G. Brian Golding
Canada Research Chair in Bioinformatics
Tier 1 - 2002-07-01
Natural Sciences and Engineering
905-525-9140 ext./poste 24829
Exploration of the nature of the changes observed between molecules, between genes and between genomes.
Genomics and Bioinformatics have the potential to revolutionize the fields of health and environmental research, and have an impact in such areas as molecular medicine, infectious diseases and agriculture.
Making Sense of Genomics Data
Recent technological advances in molecular genetics provide a storm of new data on DNA sequences, gene structure, gene expression and higher order genomic structure. These data are in such quantities that they can be produced much faster than they can be analyzed by traditional techniques. Bioinformatics is a new, multi-disciplinary field combining biology, computer science and mathematics to analyze data generated by genomics and to extract knowledge from it.
Dr. Geoffrey Brian Golding, whose work spans fields as diverse as functional proteomics and molecular evolution, is Canada Research Chair in Bioinformatics at McMaster University.
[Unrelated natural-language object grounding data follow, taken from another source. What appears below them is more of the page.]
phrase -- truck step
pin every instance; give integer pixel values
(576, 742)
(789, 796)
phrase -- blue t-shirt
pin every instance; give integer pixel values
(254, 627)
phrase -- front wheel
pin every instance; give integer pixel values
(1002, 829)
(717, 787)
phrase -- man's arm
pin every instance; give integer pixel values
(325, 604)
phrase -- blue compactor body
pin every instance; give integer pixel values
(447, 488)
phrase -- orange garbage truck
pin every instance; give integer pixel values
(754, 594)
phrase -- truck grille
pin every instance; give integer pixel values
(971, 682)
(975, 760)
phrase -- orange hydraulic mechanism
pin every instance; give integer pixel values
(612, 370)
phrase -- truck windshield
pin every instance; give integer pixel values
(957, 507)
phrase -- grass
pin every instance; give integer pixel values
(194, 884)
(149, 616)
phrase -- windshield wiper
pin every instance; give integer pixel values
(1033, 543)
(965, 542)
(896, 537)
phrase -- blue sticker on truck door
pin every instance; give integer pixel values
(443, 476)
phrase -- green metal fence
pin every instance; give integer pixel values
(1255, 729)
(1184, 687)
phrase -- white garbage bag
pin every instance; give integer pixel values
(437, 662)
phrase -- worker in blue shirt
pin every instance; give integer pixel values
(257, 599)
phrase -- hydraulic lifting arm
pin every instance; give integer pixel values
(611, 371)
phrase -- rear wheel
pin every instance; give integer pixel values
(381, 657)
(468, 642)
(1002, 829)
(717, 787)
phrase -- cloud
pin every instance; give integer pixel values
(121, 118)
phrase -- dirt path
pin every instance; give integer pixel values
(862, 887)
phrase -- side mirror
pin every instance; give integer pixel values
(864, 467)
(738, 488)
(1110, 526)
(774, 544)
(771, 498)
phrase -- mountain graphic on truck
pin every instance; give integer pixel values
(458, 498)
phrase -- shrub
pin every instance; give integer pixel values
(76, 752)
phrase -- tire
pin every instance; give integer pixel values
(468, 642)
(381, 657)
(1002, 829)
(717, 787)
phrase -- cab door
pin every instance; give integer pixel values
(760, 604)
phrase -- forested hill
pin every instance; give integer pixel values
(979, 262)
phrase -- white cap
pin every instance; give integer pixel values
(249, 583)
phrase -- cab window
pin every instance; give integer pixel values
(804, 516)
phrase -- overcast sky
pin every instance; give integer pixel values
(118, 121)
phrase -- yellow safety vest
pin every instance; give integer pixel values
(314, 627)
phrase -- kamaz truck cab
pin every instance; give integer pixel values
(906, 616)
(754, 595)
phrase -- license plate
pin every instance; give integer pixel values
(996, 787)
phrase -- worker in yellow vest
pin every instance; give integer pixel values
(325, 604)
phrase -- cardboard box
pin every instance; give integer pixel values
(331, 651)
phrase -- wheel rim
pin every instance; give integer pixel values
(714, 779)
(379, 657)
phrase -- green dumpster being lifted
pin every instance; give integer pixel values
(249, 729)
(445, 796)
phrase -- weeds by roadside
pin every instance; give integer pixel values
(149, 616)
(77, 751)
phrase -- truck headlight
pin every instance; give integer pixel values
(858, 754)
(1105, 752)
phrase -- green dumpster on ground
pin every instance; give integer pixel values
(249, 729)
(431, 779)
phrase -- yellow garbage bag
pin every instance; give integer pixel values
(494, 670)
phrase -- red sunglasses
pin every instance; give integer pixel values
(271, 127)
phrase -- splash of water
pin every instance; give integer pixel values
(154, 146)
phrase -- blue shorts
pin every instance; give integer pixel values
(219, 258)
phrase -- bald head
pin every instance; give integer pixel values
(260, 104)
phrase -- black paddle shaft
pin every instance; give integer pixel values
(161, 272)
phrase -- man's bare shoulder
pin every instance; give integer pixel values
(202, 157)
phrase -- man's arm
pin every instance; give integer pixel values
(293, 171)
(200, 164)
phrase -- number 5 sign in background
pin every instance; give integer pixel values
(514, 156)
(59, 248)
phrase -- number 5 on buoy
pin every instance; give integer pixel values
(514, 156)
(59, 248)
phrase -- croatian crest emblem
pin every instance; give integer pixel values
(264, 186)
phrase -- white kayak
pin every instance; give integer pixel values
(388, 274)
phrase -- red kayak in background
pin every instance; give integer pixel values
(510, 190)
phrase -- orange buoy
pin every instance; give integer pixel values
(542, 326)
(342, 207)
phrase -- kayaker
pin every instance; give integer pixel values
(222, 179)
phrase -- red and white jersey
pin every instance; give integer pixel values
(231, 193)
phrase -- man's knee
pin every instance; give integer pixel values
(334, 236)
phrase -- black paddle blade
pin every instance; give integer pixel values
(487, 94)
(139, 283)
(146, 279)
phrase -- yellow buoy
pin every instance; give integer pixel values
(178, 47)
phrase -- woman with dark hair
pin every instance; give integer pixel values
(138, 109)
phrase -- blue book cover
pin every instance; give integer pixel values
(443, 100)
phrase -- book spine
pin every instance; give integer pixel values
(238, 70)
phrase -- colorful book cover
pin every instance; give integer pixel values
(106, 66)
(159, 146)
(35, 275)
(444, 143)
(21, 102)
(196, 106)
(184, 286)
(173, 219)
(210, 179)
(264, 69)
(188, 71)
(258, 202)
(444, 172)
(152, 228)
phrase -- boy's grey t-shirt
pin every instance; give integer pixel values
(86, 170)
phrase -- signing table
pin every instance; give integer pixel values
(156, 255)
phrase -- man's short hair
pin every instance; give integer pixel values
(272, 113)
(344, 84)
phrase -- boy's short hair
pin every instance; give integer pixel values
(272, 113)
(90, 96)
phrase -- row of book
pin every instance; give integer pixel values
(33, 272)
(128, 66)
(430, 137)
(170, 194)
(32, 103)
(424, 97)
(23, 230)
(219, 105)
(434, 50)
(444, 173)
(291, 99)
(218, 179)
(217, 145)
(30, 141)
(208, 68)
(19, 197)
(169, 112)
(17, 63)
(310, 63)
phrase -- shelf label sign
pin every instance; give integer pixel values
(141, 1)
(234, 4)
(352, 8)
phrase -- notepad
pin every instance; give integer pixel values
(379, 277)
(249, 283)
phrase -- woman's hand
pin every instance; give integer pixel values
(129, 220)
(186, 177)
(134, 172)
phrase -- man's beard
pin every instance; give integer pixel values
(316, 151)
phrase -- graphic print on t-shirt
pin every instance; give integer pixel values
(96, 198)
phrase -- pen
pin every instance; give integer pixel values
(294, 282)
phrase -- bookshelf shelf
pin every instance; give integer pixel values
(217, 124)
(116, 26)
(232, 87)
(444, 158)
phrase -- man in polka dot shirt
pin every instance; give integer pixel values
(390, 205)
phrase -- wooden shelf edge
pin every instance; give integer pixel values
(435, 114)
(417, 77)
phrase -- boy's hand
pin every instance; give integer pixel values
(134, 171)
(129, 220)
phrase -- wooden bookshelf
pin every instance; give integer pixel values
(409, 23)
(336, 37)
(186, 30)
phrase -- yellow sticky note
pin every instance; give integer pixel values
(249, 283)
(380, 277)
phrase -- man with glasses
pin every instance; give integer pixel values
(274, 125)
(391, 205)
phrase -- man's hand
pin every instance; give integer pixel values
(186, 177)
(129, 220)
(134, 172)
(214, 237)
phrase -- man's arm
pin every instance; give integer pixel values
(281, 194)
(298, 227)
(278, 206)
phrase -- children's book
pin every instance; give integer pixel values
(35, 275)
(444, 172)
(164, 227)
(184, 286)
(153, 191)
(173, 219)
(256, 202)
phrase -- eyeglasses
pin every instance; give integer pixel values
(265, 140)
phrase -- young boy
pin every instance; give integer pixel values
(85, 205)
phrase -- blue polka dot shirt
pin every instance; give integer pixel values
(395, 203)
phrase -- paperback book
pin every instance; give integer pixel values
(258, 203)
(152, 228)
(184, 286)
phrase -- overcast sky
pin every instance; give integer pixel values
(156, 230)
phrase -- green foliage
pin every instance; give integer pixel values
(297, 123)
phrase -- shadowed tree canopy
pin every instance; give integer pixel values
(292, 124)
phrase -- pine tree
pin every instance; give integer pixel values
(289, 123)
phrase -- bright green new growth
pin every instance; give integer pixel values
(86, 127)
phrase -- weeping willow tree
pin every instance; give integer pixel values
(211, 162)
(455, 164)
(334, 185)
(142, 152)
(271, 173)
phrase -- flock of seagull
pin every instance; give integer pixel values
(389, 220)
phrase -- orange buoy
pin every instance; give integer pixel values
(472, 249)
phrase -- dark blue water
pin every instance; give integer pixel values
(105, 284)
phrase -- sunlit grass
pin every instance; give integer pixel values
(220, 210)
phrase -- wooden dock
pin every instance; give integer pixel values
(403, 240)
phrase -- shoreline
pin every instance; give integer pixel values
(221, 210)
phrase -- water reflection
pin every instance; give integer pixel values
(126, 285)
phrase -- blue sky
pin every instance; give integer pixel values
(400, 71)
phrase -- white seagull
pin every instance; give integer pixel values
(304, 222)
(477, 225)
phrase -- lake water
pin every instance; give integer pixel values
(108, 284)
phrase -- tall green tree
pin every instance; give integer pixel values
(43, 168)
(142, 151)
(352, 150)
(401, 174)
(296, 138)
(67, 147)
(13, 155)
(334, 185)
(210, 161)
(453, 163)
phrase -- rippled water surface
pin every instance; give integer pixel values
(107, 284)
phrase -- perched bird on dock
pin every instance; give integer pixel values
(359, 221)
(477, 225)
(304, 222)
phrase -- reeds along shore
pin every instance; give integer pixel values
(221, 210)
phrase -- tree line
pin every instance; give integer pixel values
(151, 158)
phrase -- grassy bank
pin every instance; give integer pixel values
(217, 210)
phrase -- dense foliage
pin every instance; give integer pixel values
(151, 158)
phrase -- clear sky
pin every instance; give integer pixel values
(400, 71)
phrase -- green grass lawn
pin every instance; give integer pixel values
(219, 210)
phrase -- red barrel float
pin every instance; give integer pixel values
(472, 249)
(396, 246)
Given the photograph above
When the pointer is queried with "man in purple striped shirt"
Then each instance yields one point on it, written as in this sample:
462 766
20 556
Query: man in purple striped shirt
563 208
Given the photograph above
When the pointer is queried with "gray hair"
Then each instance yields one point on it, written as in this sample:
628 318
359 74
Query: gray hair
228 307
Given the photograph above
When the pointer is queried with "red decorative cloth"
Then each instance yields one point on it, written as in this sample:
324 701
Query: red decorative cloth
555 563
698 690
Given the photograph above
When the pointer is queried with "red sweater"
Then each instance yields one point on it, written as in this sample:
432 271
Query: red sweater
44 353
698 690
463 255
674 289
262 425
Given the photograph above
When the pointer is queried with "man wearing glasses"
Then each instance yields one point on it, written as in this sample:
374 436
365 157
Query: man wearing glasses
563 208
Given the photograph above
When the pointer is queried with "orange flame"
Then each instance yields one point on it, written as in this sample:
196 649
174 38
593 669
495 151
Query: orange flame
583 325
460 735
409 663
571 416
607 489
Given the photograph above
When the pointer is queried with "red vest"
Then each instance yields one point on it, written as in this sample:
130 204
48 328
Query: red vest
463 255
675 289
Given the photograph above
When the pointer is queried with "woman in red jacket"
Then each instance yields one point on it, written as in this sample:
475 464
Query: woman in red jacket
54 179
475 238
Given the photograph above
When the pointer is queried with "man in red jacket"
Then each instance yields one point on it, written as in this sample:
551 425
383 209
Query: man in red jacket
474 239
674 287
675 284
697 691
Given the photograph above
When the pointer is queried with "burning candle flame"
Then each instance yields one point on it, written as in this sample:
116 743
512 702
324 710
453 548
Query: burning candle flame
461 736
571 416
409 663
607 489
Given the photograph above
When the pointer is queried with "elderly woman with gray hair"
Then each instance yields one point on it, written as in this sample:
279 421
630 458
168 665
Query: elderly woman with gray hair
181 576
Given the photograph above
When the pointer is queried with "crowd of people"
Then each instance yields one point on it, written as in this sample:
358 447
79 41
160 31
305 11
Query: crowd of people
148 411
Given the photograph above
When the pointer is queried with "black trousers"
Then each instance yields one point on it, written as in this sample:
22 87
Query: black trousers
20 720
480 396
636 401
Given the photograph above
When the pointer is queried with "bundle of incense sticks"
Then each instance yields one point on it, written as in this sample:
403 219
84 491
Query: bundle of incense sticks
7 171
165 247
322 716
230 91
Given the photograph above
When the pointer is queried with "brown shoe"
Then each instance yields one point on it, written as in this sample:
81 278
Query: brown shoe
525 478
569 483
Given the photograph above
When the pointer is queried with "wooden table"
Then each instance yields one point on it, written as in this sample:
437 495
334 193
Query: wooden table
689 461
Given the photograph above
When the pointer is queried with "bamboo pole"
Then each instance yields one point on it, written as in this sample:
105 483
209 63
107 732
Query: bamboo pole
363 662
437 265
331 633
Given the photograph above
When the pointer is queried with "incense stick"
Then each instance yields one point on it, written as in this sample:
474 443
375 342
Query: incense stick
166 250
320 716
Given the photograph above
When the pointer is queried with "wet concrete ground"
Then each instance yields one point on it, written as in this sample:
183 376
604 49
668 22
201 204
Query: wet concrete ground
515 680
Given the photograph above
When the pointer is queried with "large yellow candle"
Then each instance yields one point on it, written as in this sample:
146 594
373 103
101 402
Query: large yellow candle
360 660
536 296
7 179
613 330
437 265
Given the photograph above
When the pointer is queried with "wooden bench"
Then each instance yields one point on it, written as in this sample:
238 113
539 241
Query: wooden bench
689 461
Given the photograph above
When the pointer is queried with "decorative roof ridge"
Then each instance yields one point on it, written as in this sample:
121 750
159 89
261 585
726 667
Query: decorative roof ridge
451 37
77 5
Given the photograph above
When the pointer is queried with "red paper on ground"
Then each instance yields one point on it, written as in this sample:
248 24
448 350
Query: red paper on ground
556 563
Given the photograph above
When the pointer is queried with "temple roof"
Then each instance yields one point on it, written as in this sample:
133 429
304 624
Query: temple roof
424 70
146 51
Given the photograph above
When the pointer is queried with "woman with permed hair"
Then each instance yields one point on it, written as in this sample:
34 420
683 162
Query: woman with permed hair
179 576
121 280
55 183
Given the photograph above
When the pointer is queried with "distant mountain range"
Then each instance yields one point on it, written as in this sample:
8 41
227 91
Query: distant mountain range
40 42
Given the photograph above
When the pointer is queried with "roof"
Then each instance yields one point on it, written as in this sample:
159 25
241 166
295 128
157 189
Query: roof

The long-term objectives of his research program are to determine the patterns and mechanisms of molecular evolution and influences of the natural processes of mutation, gene transfer, and selection on sequence evolution. An understanding of these processes is central to making use of the molecular information obtained from genome studies, and to understanding the data that will become available from large-scale studies of environmental genomics.
One of Dr. Golding's four current projects involves the study of horizontal gene transfer, now recognized as a major factor of bacterial evolution, and the principle means by which antibiotic resistance genes spread. He is also making investigations into the rates and patterns of substitutions, research that is ultimately of great interest to the pharmaceutical industry. Other major projects include the study genome-wide structural properties of proteins and prokaryotic genome studies.
Bioinformatics has the potential to lead to fascinating and exciting discoveries. With the assistance of the Canada Research Chair, Dr. Golding will be instrumental in advancing this new research area, and in training much needed personnel in a field where there is currently a great shortage of expertise.